Game Axe
- Also known as: Game Axe Color
- Manufacturer: Legend Technology Co., LTD. / Redant
- Product family: Famicom hardware clone
- Type: Handheld video game console
- Released: 1989; 37 years ago
- CPU: NMOS 6502 @ 1.8 MHz
- Display: Passive Matrix LCD screen with backlight
- Sound: pAPU (pseudo-Audio Processing Unit)
- Controller input: Digital joypad; A, B, Turbo A and Turbo B buttons
- Power: Six AA batteries or AC adapter 9VDC/500mA

= Game Axe =

Video game system released by Legend Technology in 1998

The Game Axe is an unlicensed handheld version of the Famicom, made by the Taiwanese hardware manufacturer Legend Technology Co., LTD. It is a portable Famiclone that can play Famicom games, and by using the included adapter, American and European Nintendo Entertainment System games.

==History==
Launched in 1989, The Game Axe made a comeback around 2000, being sold in Hong Kong, Taiwan, and Japan under the Redant brand.

==Design==
The design of the Game Axe was horizontal and similar in appearance to Sega's Game Gear. It had a 3.5-inch (model FC-812) or 4-inch (models FC-816/FC-868) colour LCD screen, two controller ports at the base, an AC jack, and an RCA jack, allowing the Game Axe to be plugged to a television and essentially replace a Famicom.
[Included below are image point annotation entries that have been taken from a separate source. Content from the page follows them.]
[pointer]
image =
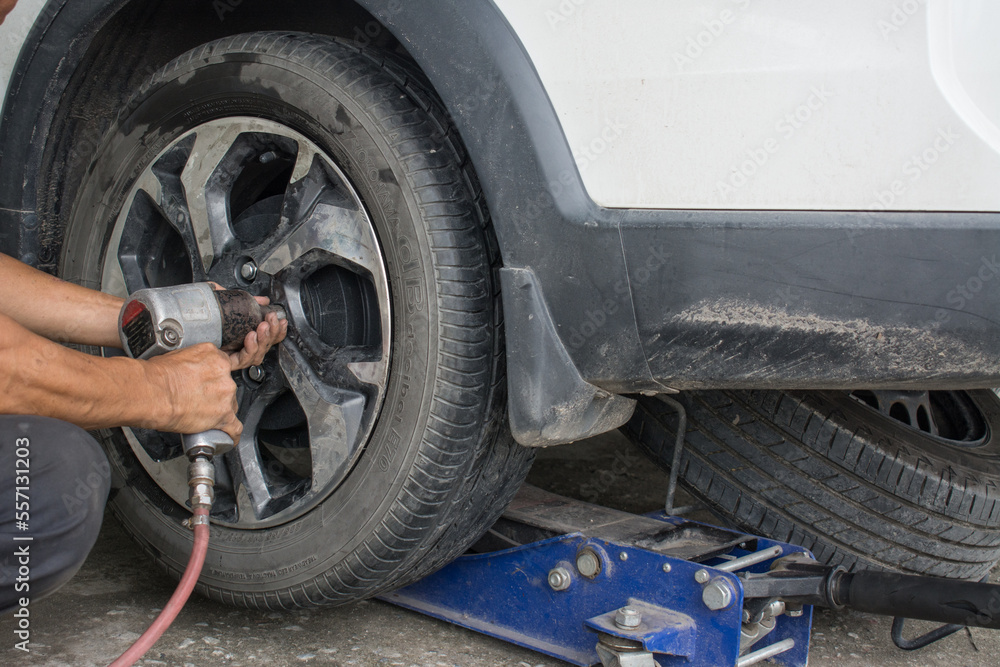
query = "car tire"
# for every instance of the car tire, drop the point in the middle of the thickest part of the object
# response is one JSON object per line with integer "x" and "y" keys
{"x": 829, "y": 472}
{"x": 436, "y": 464}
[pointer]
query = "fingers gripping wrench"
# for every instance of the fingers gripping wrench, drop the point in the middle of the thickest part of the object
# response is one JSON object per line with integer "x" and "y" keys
{"x": 160, "y": 320}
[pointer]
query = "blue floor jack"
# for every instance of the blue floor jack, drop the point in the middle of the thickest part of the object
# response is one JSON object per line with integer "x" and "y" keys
{"x": 592, "y": 585}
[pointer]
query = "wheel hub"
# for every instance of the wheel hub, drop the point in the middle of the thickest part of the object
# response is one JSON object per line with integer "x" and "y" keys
{"x": 253, "y": 204}
{"x": 947, "y": 416}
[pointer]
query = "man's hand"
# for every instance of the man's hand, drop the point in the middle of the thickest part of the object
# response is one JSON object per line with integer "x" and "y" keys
{"x": 270, "y": 332}
{"x": 197, "y": 389}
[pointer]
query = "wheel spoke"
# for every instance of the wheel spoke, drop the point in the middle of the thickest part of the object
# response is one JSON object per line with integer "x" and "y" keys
{"x": 114, "y": 279}
{"x": 333, "y": 415}
{"x": 321, "y": 218}
{"x": 207, "y": 212}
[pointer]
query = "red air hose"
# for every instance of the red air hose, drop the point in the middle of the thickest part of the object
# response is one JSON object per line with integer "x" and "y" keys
{"x": 177, "y": 600}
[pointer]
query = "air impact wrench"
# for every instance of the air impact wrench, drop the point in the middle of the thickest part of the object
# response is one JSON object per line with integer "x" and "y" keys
{"x": 160, "y": 320}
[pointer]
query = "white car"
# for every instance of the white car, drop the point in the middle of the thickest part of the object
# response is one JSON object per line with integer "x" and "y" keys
{"x": 503, "y": 224}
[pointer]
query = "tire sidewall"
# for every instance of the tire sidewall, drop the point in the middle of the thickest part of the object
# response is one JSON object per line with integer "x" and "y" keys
{"x": 272, "y": 88}
{"x": 888, "y": 435}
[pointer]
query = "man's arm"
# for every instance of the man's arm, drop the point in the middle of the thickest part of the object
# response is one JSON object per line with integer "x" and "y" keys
{"x": 56, "y": 309}
{"x": 188, "y": 391}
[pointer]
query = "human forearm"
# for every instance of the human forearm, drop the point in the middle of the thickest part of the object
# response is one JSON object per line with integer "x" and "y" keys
{"x": 56, "y": 309}
{"x": 43, "y": 378}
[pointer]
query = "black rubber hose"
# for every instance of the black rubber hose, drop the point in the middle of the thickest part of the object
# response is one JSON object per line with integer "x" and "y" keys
{"x": 968, "y": 603}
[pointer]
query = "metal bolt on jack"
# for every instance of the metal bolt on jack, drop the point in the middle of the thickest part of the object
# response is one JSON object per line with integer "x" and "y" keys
{"x": 559, "y": 578}
{"x": 718, "y": 595}
{"x": 249, "y": 271}
{"x": 628, "y": 618}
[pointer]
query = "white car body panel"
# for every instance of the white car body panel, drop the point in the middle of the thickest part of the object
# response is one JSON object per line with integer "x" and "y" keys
{"x": 760, "y": 104}
{"x": 12, "y": 34}
{"x": 775, "y": 104}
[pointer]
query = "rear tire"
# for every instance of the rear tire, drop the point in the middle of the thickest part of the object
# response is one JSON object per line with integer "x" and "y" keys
{"x": 439, "y": 464}
{"x": 829, "y": 473}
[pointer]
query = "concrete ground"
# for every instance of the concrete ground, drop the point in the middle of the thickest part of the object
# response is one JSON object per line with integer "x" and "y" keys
{"x": 116, "y": 594}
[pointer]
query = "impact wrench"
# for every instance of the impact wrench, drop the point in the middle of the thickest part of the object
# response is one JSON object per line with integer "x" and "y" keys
{"x": 161, "y": 320}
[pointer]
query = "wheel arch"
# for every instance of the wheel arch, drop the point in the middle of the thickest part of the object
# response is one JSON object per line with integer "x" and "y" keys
{"x": 81, "y": 61}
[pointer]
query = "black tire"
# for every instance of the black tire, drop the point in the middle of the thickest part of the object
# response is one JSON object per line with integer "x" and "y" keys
{"x": 440, "y": 464}
{"x": 826, "y": 472}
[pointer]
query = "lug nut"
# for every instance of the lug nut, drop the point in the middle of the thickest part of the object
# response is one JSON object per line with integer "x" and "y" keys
{"x": 717, "y": 595}
{"x": 170, "y": 337}
{"x": 559, "y": 579}
{"x": 628, "y": 618}
{"x": 249, "y": 271}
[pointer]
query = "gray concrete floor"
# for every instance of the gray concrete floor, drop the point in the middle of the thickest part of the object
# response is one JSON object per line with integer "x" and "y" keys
{"x": 117, "y": 593}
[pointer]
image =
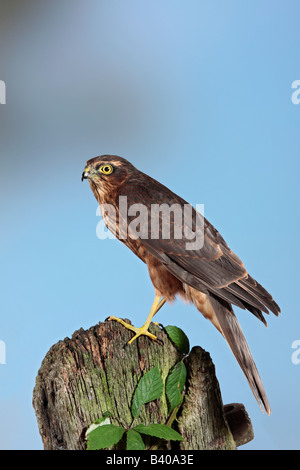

=== Technical specifications ===
These are the basic technical specifications for the Game Axe:

- Power: 9 volts DC 500-1000mA / 6 AA batteries.
- CPU: NMOS 6502 at 1.8 MHz
- Graphics: PPU (Picture Processing Unit)
- Display: 3.8 inch Passive Matrix LCD screen with backlight.
- Sound: pAPU (pseudo-Audio Processing Unit)
- Connectors:
  - DC in, cartridge slot, A/V Out, RCA A/V in (component video Y-cable connecting to 1/8” mini jack)
  - Controllers
  - A/V Out (using standard Sega Genesis A/V out cord)
  - Phones

===Issues with the NES cartridge adapter===
Due to the necessity of an extra adapter, the Game Axe suffers severe stability issues if playing NES games while holding the device. Any jarring of the hand held causes NES games to lose enough contact to freeze or shut off.